Brain-inspired event-driven processors execute deep neural networks (DNNs) in a sparsity-aware manner. Specifically, if more zeros are induced in the activation maps, less computation will be performed in the succeeding convolution layer. However, inducing activation sparsity in DNNs remains a challenge. To address this, we propose a training approach STAR (Sparse Thresholded Activation under partial-Regularization), which combines activation regularization with thresholding, to overcome the barrier of a single threshold- or regularization-based method in sparsity improvement. More precisely, we employ the sparse penalty on the near-zero activations to fit the activation learning behaviour in accuracy recovery, followed by thresholding to further suppress activations.
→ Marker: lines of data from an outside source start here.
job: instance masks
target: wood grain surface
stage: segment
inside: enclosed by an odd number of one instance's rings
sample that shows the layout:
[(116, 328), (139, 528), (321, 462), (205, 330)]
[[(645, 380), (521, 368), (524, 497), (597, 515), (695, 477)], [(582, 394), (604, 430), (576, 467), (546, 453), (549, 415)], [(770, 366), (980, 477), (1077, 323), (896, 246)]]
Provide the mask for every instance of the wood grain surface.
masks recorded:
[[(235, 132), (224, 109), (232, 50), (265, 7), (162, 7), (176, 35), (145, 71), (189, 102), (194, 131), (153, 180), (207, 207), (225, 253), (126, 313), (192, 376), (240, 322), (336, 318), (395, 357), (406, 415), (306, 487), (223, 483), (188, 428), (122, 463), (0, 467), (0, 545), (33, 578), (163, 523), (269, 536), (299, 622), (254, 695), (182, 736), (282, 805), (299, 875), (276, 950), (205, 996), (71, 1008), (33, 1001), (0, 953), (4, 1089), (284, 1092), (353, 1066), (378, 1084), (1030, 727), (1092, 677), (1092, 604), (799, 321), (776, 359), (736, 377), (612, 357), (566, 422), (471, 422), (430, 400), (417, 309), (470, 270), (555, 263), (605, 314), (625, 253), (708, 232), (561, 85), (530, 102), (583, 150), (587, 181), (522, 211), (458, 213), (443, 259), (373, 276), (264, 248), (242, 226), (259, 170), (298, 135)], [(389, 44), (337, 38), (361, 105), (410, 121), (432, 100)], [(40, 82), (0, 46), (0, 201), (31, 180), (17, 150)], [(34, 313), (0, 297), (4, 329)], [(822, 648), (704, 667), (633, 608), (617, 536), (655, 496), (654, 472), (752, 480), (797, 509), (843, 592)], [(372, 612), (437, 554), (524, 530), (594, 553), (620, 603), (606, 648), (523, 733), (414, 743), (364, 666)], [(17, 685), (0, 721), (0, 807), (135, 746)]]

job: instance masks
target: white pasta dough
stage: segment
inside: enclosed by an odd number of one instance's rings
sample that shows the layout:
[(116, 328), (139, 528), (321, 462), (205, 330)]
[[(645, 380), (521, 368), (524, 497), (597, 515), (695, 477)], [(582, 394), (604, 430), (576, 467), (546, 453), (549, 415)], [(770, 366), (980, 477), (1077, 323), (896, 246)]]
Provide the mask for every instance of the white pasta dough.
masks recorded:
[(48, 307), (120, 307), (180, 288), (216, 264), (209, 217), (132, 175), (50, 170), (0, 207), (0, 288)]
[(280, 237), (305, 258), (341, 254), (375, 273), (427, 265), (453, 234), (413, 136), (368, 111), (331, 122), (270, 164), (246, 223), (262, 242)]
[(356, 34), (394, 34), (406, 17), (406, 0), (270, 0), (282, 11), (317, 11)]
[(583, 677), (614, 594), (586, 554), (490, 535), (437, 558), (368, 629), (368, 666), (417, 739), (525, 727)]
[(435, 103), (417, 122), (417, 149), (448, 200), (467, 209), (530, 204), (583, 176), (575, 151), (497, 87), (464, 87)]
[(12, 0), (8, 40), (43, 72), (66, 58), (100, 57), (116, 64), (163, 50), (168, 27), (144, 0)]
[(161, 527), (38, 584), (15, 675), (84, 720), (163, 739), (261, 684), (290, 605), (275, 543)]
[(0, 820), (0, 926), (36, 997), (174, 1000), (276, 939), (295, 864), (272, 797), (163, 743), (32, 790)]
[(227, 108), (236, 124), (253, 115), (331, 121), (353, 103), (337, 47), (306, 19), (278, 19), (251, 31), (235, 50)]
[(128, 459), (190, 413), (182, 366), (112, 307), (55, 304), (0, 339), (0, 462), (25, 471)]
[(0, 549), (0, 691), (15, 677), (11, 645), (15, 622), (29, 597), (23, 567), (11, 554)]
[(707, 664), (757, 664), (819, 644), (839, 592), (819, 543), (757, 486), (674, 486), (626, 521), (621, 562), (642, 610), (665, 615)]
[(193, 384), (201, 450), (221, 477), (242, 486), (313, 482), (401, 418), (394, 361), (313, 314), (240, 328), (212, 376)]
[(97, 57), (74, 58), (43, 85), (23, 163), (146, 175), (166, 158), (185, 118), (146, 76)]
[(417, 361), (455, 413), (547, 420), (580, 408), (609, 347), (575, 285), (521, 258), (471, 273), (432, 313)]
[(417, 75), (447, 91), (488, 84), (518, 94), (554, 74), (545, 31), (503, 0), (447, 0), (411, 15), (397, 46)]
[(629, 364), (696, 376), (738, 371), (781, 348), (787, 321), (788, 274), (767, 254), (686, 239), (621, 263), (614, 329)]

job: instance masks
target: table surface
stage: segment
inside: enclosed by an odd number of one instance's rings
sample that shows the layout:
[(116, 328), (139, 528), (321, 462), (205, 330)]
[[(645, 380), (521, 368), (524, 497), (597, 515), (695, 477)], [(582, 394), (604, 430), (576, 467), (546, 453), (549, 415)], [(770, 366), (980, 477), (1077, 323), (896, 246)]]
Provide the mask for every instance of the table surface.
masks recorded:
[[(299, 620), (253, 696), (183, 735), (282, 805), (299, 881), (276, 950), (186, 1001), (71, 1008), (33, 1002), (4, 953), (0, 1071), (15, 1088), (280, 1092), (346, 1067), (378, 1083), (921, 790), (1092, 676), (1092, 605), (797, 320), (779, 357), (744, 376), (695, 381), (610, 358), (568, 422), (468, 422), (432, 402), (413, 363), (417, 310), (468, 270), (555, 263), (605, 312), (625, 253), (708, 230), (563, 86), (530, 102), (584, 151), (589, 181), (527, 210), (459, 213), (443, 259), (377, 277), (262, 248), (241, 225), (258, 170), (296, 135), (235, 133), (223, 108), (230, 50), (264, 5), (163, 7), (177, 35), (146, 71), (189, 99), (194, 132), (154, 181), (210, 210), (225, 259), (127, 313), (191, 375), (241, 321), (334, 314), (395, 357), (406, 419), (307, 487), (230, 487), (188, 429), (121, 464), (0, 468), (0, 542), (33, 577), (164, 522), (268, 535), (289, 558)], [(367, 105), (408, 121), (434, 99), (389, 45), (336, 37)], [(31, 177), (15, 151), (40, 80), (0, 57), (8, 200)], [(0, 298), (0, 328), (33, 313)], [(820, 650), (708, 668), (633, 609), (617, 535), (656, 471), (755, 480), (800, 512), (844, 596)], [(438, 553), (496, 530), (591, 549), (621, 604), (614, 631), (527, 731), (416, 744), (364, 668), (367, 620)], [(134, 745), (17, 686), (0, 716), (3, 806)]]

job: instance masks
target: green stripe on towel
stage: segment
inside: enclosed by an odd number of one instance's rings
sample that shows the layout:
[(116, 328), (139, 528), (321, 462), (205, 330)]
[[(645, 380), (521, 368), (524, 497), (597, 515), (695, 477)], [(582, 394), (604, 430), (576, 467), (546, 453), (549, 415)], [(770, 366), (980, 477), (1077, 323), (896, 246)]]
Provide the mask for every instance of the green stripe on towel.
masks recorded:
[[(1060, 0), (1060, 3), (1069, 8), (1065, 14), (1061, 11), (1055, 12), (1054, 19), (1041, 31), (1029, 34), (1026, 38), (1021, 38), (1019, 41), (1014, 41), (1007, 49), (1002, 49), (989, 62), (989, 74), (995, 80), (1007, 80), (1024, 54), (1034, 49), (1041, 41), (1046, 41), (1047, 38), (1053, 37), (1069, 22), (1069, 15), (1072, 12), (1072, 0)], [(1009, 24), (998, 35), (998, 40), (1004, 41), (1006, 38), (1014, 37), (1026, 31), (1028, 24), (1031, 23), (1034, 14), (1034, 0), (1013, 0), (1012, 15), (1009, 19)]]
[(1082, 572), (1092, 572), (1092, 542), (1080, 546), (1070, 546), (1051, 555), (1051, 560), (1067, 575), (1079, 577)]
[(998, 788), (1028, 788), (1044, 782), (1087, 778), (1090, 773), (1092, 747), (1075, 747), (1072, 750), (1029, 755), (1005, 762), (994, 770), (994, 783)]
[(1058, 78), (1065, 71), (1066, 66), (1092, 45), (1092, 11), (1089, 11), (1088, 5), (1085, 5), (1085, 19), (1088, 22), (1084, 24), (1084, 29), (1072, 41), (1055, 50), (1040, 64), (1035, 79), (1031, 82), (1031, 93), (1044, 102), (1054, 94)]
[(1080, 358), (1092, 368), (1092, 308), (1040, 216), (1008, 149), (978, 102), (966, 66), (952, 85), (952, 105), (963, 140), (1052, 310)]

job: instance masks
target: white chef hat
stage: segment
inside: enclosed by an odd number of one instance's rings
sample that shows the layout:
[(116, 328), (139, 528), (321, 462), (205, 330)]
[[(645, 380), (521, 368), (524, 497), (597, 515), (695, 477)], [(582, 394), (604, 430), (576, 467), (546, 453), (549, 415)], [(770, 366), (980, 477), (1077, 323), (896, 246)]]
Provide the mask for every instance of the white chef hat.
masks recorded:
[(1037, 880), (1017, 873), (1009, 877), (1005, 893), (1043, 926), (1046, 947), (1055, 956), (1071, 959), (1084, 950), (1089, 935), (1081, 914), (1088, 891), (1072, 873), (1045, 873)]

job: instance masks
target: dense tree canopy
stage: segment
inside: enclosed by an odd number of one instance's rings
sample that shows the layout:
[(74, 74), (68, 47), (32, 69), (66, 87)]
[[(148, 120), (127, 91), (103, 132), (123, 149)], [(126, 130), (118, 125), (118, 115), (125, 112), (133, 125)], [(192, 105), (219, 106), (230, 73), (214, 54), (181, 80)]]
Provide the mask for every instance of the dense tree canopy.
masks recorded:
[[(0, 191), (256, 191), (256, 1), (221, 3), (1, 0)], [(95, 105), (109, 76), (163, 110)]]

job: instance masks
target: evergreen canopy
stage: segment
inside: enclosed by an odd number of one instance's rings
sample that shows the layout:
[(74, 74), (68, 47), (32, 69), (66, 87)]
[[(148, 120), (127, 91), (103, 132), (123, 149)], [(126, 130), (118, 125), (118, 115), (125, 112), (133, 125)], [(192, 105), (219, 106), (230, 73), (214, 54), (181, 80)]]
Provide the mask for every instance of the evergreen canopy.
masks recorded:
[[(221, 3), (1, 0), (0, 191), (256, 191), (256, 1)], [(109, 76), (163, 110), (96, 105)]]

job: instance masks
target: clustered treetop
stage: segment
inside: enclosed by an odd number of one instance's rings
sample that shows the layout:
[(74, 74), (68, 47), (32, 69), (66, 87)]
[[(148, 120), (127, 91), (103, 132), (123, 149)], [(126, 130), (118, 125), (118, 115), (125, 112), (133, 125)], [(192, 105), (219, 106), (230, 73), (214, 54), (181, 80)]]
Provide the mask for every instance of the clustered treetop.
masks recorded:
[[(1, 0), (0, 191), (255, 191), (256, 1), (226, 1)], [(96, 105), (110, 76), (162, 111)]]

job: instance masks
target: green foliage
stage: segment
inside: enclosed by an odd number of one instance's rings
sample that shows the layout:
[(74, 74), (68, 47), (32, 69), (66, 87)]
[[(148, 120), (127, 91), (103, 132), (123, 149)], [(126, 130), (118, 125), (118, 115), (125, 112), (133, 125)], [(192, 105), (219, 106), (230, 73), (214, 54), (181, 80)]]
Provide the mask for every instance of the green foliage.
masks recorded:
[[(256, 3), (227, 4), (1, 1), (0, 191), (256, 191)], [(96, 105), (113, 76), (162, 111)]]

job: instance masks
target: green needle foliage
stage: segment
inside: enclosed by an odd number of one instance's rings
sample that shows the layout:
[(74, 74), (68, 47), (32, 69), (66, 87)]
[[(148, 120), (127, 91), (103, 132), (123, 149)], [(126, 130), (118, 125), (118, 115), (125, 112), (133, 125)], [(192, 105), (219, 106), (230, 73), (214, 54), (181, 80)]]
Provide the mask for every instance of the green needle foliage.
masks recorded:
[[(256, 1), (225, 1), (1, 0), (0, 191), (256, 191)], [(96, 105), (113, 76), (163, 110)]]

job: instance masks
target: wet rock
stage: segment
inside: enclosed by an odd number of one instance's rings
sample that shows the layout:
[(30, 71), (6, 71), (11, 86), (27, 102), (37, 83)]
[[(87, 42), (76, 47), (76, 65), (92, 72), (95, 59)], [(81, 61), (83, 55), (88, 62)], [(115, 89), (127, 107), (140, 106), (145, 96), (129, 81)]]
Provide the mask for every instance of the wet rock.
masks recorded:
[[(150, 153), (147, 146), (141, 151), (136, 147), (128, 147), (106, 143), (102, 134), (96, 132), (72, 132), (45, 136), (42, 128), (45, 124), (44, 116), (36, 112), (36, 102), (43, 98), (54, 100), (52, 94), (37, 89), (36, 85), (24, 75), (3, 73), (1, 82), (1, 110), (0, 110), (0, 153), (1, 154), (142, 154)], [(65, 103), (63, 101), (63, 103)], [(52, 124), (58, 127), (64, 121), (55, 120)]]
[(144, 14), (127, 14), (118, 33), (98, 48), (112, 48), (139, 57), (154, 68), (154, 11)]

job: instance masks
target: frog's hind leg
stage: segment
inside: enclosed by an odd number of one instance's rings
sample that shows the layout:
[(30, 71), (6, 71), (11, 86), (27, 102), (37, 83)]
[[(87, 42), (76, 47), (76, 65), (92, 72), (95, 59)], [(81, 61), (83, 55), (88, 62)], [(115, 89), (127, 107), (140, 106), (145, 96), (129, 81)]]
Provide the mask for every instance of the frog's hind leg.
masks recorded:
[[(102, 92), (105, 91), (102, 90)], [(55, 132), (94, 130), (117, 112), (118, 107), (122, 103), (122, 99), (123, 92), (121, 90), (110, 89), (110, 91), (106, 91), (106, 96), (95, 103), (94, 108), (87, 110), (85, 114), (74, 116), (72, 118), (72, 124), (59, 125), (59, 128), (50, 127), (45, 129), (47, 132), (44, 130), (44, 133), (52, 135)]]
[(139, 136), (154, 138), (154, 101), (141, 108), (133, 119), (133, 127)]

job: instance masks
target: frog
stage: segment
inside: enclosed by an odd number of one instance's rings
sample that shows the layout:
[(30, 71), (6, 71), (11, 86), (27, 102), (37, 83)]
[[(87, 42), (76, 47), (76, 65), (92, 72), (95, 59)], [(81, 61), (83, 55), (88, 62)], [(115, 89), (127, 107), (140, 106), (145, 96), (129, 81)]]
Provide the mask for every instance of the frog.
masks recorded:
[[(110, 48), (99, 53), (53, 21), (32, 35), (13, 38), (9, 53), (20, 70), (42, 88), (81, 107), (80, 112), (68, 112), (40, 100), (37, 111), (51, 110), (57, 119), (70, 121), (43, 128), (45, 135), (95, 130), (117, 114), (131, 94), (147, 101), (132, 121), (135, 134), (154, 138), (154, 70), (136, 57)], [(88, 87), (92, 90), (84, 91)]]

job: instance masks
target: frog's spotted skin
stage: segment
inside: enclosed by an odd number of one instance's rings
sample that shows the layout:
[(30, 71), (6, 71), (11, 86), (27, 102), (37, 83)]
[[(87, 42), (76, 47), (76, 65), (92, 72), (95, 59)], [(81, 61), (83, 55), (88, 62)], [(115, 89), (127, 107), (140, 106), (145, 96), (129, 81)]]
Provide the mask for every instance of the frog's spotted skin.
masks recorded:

Experimental results with SOTA networks (ResNet50/MobileNetV2, SSD, YOLOX and DeepLabV3+) on various datasets (Cifar-100, ImageNet, KITTI, VOC2007 and CityScapes) show that STAR can reduce on average 54% more activations compared to ReLU suppression. It outperforms the state-of-the-art by a significant margin of 35% in activation suppression without compromising accuracy loss. Additionally, a case study for a commercially-available event-driven hardware architecture, Neuronflow [29], demonstrates that the boosted activation sparsity in ResNet50 can be efficiently translated into latency reduction by up to 2.78×, FPS improvement by up to 2.80x, and energy savings by up to 2.09x. STAR elevates event-driven processors as a superior alternative to GPUs for Edge computing.